Ettlin Erich · Ständerat · 2021-03-08
Ettlin Erich · Ständerat · Obwalden · Die Mitte-Fraktion. Die Mitte. EVP. · 2021-03-08
Wortprotokoll
Ich werde jetzt die einzelnen Bestimmungen vorstellen, damit man auch noch die Erwägungen der Kommission zuhanden des Amtlichen Bulletins gehört hat.

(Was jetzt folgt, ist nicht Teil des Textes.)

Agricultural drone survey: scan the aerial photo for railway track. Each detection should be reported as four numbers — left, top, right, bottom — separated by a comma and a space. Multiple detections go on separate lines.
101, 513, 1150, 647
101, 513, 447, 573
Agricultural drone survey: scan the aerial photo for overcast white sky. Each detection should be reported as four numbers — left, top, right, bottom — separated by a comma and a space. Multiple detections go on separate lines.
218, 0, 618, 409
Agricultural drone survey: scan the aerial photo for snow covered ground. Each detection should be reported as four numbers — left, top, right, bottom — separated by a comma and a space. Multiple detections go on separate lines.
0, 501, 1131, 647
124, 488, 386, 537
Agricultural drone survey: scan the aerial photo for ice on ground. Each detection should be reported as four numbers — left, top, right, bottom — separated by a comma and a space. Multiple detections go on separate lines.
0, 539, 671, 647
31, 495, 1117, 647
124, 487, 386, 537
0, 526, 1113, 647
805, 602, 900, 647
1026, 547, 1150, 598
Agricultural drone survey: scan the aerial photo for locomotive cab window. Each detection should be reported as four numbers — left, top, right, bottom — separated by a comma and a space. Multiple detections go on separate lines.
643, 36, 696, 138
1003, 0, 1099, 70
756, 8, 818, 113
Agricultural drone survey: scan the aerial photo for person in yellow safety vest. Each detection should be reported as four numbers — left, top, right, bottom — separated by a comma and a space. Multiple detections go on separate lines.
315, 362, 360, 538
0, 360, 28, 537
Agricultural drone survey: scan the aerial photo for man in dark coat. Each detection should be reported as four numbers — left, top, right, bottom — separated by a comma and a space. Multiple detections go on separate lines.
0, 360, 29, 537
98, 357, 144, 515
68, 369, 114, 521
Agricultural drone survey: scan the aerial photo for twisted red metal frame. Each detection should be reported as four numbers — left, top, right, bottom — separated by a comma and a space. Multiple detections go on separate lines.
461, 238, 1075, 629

Wie schon ausgeführt, werden die Kantone jetzt mit Artikel 6 zur Förderung verpflichtet, so wie es der Nationalrat vorgesehen hat. Ich möchte darauf hinweisen, dass der Nationalrat mit 115 zu 72 Stimmen relativ klar an der Lösung mit der Muss-Formulierung festgehalten hat.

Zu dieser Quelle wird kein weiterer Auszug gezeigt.